The decree states that all Britons would need non-EU citizen residency cards.
It also clarifies that having obtained a residency card as an EU citizen will make the process simpler especially for those with the séjour permanent card but also for those with the shorter-term ones.
In general the residency rules in the decree (and the previous no-deal ordonnance it builds on) provide for some lightening and simplification of requirements compared to those for other non-EU residents of France.
However this cannot be compared to the situation for EU citizens who require no formal residency documents.
As ministry sources told us was expected, among the key points in the decree are confirmation of a one-year grace period during which Britons could continue living in France legally with no residency card after a no-deal Brexit, however they would have to put in an application for one no later than six months after the UK leaves.
The decree also clarifies the – lower than usual – income requirements told to us for Britons to obtain non-EU citizen cards, and confirms a simple exchange process for holders of the carte de séjour citoyen UE/EEE/Suisse – séjour permanent.
It also confirms the cost of the cards, which is less than was originally thought when France released its main no-deal law.
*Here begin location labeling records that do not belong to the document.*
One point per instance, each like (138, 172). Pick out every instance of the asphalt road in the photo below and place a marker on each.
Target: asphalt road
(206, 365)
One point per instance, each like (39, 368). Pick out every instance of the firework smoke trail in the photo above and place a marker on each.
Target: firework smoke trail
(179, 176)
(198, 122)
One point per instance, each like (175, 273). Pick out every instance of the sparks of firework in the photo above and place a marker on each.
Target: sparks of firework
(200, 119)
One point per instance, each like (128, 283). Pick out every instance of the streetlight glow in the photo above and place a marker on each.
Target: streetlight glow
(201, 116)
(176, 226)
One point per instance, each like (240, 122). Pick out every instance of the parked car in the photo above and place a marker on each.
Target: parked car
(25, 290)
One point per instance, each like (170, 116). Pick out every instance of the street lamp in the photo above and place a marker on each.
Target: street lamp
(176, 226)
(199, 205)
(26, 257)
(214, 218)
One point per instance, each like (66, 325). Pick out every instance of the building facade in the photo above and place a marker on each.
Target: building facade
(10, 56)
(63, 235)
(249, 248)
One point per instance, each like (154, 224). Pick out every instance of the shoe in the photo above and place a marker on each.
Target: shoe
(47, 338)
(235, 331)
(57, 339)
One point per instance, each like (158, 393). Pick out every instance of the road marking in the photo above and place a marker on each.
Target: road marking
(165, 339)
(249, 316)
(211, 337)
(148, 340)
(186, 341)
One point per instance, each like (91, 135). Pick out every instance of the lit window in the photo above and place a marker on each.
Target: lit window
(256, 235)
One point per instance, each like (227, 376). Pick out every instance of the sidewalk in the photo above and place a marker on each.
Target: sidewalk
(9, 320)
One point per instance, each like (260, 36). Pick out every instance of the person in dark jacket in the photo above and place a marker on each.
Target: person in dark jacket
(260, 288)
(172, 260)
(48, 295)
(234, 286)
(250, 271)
As expected, holders of the permanent card or others who can prove more than five years’ legal residency would be entitled to the carte de résident de longue durée – UE (renewable with a simple process after 10 years).
Those legally resident for shorter periods would be eligible for other cards of a duration of one to four years depending on category (then renewable on the same conditions, apart for one for jobseekers). They would be eligible to obtain the long-term resident card on the same lightened terms after totalling five years in France.
For more about Brexit and Britons in France, including rights after a no-deal, see the new edition, in newsagents now or downloadable as a PDF from this link (all content is also available free online to those who subscribe).
For more on requirements for obtaining a non-EU citizens' card in the even of a no-deal Brexit see below.
Holders of the EU citizen permanent residency card – only the card and a valid passport
Others living legally in France for more than five years – passport; passport photograph; existing short-term carte de séjour (if the person has one) or if you have never had a French carte de séjour then other documentation showing the date when you started living in France.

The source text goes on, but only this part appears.